The NFDA said the retail motor industry widely uses appointed representative arrangements to help streamline and reduce the cost of regulatory compliance for finance and insurance.
The arrangements allow some motor dealers to take advantage of 3rd party firms' FCA authorisation and operate under their network rather than be directly authorised by the FCA, it said, and wome dealer groups also use the arrangement to rationalise internally their FCA authorisation to enable better controls within their businesses and also allow them to more quickly access authorisation status for new dealerships.
Sue Robinson, chief executive of the NFDA, said: “With the unprecedented burden currently facing dealers across the country, further regulatory responsibility will negatively impact their business.
"During a cost-of-living crisis, the additional costs of these measures will lead to a strain on tight budgets and ultimately lead to an increased cost for consumers."
Paxen - 11/10/2022 09:38
This will not slow down the process at all.
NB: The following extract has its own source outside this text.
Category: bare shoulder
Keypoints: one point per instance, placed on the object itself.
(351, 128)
Any fully compliant AR Principal will be undertaking full due diligence and vetting on a potential AR anyway, which usually takes in the region of 3-4 weeks. Also, the FCA has always had to approve the appointment of an AR and the respective CF1(ar). It is incorrect to suggest otherwise. The AR regime is being tainted by those Principals who are onboarding ARs in the space of days rather than weeks, as the current process allows, with little or no vetting or due diligence. Being an AR does not mean less obligation to ensuring compliance or adherence to the FCA rules. Many Principals who are complaining are the ones who are skirting the rules, not undertaking proper due diligence, and are not effectively and closely monitoring their ARs and their activity, or providing training and support. This is a good thing and will work alongside the Consumer Duty rules, and paves the way for ARs being captured under SM&CR and Conduct Rules in the future.